The Worst Case Scenario for Ebola

The Worst Case Scenario for Ebola

This story originally appeared at Vox.

Before this year, Ebola was a disease relegated to remote villages in Africa. Even public health officials didn’t worry about it spreading very far. Until recently, they would probably tell you that the virus typically burned out after ravaging only a handful of people.

But then came 2014.

This year has, in many ways, rewritten the Ebola rulebook. We’re in the middle of an unprecedented, nightmarish epidemic that has spread from a rural rainforest region in West Africa to large urban centers. The World Health Organization’s director has called it “the greatest peacetime challenge” the world has ever faced, with the number of cases doubling each week.

Now, health care officials are starting to talk about a worst-case scenario for Ebola. 
The World Health Organization projects that 20,000 people will be infected in November. The Centers for Disease Control and Prevention, meanwhile, projects 1.4 million people could be infected by January, assuming that Ebola cases continue to increase exponentially and are underreported by a factor of 2.5.

1) The best methods we have to contain Ebola are failing

Public health officials are terrified that one of the cornerstones of an Ebola response — tracing the contacts of those infected — can’t keep pace with the epidemic.

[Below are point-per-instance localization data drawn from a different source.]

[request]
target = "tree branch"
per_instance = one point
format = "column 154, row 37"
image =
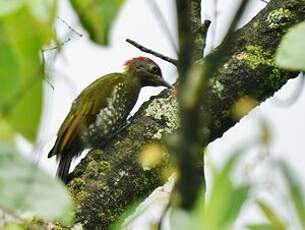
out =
column 154, row 53
column 109, row 180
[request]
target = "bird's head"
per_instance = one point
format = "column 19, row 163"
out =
column 147, row 71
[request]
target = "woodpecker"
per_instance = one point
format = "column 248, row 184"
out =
column 101, row 110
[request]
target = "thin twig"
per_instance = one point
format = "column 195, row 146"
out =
column 156, row 54
column 204, row 30
column 70, row 27
column 58, row 46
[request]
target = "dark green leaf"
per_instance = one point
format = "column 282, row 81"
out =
column 26, row 188
column 290, row 54
column 24, row 30
column 97, row 16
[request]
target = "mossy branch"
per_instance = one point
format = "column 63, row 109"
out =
column 109, row 180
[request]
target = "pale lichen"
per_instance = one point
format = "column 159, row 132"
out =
column 279, row 18
column 255, row 56
column 166, row 109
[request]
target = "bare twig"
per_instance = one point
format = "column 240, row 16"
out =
column 156, row 54
column 204, row 30
column 69, row 27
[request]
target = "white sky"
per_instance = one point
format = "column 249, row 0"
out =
column 81, row 62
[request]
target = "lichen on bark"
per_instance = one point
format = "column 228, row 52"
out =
column 108, row 180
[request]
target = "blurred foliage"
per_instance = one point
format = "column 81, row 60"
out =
column 97, row 16
column 290, row 54
column 25, row 26
column 25, row 188
column 221, row 208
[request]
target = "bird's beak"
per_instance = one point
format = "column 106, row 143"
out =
column 162, row 82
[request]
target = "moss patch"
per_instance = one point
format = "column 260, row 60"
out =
column 255, row 56
column 279, row 18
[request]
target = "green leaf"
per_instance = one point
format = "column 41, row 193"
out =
column 237, row 198
column 6, row 7
column 97, row 16
column 224, row 196
column 260, row 227
column 25, row 188
column 270, row 214
column 290, row 53
column 24, row 31
column 12, row 226
column 222, row 207
column 296, row 193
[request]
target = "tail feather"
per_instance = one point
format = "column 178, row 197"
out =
column 63, row 167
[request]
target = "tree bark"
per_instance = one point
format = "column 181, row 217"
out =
column 108, row 180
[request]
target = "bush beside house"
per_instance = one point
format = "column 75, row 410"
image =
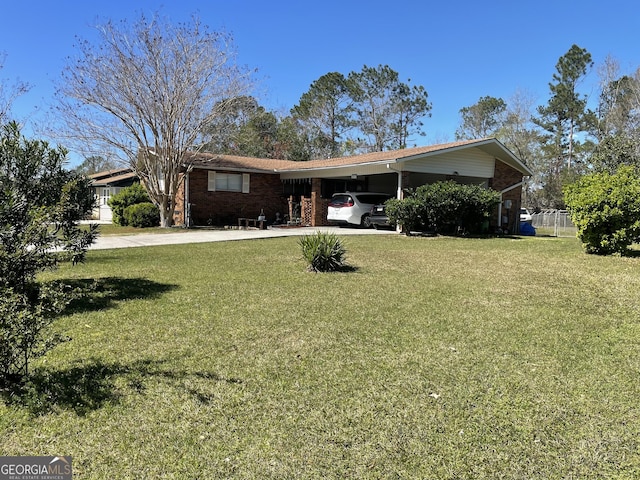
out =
column 605, row 208
column 133, row 195
column 444, row 207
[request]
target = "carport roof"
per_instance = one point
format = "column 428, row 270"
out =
column 491, row 146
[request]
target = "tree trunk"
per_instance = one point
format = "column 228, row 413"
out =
column 166, row 213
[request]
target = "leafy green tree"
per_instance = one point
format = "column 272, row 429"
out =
column 326, row 112
column 126, row 197
column 614, row 151
column 563, row 119
column 520, row 135
column 605, row 208
column 566, row 115
column 483, row 119
column 249, row 130
column 388, row 112
column 40, row 205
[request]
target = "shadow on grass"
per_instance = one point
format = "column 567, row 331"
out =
column 101, row 293
column 91, row 386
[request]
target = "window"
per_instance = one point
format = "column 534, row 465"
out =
column 228, row 182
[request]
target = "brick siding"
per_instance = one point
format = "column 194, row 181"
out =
column 224, row 208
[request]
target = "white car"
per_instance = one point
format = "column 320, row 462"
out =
column 525, row 216
column 354, row 208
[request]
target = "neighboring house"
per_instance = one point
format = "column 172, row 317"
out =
column 219, row 189
column 105, row 185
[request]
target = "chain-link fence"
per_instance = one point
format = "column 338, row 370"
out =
column 553, row 222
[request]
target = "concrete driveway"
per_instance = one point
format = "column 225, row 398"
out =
column 205, row 235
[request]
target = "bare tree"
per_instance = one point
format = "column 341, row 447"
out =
column 146, row 91
column 9, row 93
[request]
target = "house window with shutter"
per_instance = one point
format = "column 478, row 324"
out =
column 228, row 182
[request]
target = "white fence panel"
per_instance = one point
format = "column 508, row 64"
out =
column 554, row 222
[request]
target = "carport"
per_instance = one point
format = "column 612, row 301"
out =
column 484, row 162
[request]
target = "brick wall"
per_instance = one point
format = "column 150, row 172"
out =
column 224, row 208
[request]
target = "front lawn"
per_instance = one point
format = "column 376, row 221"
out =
column 435, row 358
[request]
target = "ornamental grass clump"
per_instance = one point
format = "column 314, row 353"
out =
column 323, row 252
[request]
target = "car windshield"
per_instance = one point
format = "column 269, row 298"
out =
column 372, row 199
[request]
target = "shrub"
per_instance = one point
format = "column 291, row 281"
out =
column 126, row 197
column 444, row 207
column 408, row 213
column 324, row 252
column 142, row 215
column 605, row 208
column 40, row 206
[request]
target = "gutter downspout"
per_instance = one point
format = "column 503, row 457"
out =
column 398, row 191
column 399, row 172
column 508, row 189
column 186, row 206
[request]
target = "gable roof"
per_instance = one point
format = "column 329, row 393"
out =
column 110, row 177
column 490, row 146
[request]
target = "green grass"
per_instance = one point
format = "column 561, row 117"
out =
column 434, row 358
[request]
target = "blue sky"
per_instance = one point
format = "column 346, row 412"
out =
column 458, row 50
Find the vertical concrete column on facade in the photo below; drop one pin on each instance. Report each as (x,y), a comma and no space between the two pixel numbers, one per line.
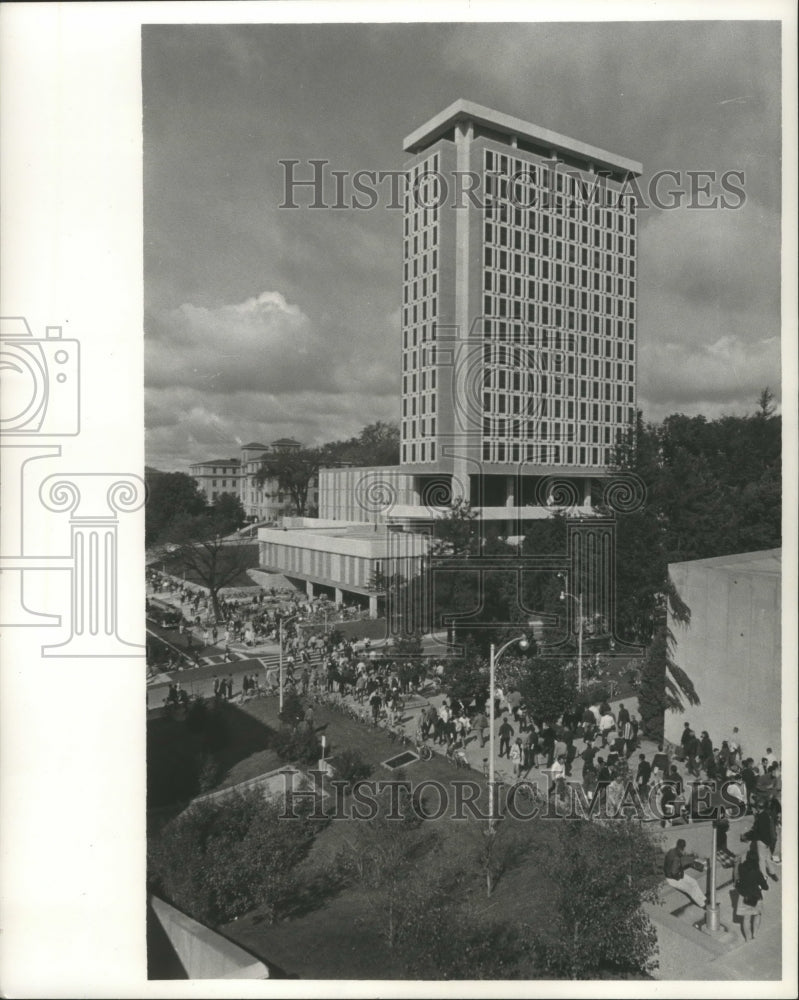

In the past, trusty volunteers and public-health workers would follow all the people who had come into contact with an Ebola patient for 21 days (the virus’ incubation period) to make sure that those people didn’t develop any of the early flu-like symptoms of the disease. If anyone did, they would be put in quarantine to be monitored further and to ensure they didn’t give the virus to anyone else.

This method worked extremely well. It helped to curb every previous known Ebola outbreak in history — and it even seems to have worked in the small outbreaks this year in Senegal and Nigeria, which have just reported zero suspected cases.

But in Liberia, Sierra Leone, and Guinea, which each have thousands of infected people, contact tracing becomes impossible. Consider this: the WHO estimates that every person in this region has at least ten contacts. Liberia already has over 3,000 cases of Ebola. That would be 30,000 potential contacts to follow-up. Imagine, if by the year’s end, we see nearly 300,000 cases.

So the best method to curtail this untreatable disease is useless at the scale of the outbreak before us. And this keeps health professionals familiar with the disease up at night.